To be completely honest, I’m genuinely shocked that more artists have yet to simply give their music away digitally (like Radiohead and Nine Inch Nails) in order to develop an even greater fan base who will opt to spend money on other merchandise that can’t be downloaded, such as live performances or apparel. In the end, that’s where the artists are making the money anyway. With the statutory rate at $.091, and the record labels taking half of that to begin with for owning the masters, the albums barely bring in any real money for the artists after they’ve paid off their expenses. Then split any of that leftover cash between X number of band members, managers, and booking agents and the artists may as well be giving it away in the first place.

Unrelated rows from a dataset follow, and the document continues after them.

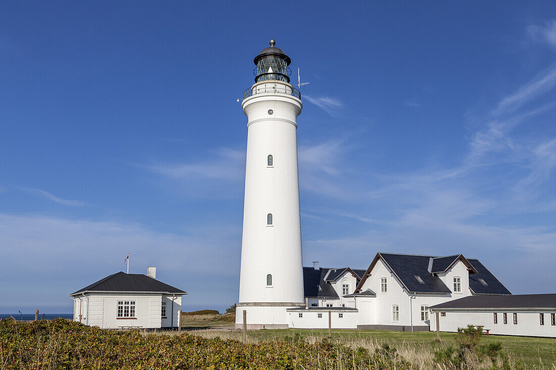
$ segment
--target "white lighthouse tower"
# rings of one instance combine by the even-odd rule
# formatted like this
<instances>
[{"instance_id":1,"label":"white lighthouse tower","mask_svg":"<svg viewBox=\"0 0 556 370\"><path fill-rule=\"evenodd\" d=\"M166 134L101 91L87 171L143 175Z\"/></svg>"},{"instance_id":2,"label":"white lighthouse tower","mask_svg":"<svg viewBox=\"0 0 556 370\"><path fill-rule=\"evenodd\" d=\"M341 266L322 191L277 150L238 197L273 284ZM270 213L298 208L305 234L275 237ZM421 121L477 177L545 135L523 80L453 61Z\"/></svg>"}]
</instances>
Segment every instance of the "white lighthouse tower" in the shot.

But on top of everything else, this will force the musicians to be even more creative and innovative. In a world where, quite literally, any music is available at the listeners fingertips for free, the artists need to make their music standout more than ever before.


Gary Hawkins said...

In response to John, record labels do not take 1/2 of the statutory rate (unless you let them). Often, publishing is the only real money an artist sees, and that comes from physical sales (mechanicals), print and performance...all of which is lost when it's pirated. Sure, some artists want to give away their music; some don't. Shouldn't that be up to the artist rather than the consumer? But nobody pirates unknown artists anyway; there is no value in that.

Almost every pirate thinks they're Robin Hood. But if record companies were so big and profitable, there would be lots of them rolling in cash. The fact is, the margins are slim and success is unlikely. Piracy serves one useful purpose -- it proves that music is still popular and viable enough to be stolen. If nobody loved music, no one would steal it.

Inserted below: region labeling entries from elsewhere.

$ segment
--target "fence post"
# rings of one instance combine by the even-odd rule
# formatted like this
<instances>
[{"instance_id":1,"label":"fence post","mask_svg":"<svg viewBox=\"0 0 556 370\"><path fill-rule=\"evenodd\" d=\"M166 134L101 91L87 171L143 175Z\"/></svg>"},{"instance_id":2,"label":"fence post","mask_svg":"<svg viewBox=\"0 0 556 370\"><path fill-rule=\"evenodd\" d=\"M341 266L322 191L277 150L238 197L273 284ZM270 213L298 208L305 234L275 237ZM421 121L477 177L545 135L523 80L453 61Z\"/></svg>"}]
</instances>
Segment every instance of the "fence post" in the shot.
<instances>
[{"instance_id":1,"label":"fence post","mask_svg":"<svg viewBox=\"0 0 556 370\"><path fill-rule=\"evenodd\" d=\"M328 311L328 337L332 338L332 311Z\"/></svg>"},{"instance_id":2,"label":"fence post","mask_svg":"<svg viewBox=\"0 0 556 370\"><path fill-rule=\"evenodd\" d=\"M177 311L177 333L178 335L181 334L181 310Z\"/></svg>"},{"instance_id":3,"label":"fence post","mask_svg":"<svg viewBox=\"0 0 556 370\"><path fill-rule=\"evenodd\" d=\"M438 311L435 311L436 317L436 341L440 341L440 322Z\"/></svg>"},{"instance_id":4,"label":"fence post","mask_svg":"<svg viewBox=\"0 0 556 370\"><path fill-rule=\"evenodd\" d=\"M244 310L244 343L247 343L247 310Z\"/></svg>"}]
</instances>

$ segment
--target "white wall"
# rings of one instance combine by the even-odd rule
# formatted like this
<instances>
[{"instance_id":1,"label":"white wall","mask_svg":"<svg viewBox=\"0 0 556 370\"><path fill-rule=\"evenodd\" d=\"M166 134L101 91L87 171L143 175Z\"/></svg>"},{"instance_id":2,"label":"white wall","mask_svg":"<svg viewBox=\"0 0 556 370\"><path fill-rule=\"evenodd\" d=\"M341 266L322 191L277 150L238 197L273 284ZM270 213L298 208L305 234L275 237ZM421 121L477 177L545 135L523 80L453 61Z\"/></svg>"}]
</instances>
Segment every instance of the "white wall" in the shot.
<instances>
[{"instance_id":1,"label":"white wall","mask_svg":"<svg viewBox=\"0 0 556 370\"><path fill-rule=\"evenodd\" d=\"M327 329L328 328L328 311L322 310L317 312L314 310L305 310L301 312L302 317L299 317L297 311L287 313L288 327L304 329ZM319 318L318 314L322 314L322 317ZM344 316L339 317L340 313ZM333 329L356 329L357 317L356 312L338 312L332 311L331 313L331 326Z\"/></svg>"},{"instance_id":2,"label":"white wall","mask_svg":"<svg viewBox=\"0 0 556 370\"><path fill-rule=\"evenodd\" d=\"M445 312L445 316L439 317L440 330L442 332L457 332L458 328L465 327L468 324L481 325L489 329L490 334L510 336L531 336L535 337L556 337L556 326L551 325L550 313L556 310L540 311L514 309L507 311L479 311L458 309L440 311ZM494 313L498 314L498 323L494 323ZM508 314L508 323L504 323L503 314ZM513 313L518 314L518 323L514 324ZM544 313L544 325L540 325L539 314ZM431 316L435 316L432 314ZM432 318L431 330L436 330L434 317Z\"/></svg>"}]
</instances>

John said in reply to Gary Hawkins...

Great points, Gary. I absolutely agree that it should be up to the artist whether or not they are making money off of their art. Piracy is illegal and for good reason. But while inherently wrong, I think that it can really have some positive effects on music, though not necessarily the music business.

You're right. There is no value in pirating unknown artists, and I think that the unknowns need to recognize that. If someone isn't going to pay for the new U2 album, why in the world would they pay for some new no-name's EP? It should force them to question previously tried and true business models.

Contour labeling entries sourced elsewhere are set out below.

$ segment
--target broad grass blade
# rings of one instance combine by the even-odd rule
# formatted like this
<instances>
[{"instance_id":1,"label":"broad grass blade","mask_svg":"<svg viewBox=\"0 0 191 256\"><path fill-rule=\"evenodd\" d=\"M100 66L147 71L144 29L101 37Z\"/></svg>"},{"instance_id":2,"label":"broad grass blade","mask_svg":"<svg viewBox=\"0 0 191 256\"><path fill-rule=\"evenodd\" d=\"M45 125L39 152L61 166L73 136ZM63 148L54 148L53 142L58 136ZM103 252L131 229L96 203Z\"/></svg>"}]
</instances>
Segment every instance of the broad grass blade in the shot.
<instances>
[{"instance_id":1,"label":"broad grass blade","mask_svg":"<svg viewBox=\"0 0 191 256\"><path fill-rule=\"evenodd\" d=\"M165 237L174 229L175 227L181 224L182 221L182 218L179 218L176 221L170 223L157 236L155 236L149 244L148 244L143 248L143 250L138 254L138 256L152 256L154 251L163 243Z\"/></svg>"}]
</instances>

Certainly, record companies are not raking in the money, but I can't help but question whether or not that is entirely a bad thing. With technology at a point now (and only moving forward) where records can be written, recorded, produced, and released for relatively low-cost and at high quality, are the record companies still necessary? With the same DIY mentality of the pirates, can tours be arranged and the attention of the press can be grabbed without major label backing? Again, the old ways need to be reexamined.

What I'm trying to suggest is that the value for music is going down, while the demand for it seems only to have risen. We want more, and we want it cheaper. It's the mentality of many to question, “Why should I get in the car and pay $15 bucks for the physical release when I can download it for free?” or “If I'm not going to get a physical copy in the first place, why should I pay $10 for it from iTunes?” While it isn't right, this is a reality that musicians and labels alike need to face and adapt to.

I'm not saying that piracy is not a battle worth fighting, but I am suggesting that the business as a whole try to use it as a positive to spur some more innovation to generate some more lucrative ventures. “We can't sell music the way we used to, so how can we get these artists the money that they deserve while giving their fans what they want?” I recently heard about No Doubt giving away their entire catalog in digital format to those who bought a ticket to a show. It's new ideas like that that I believe will ultimately benefit both parties.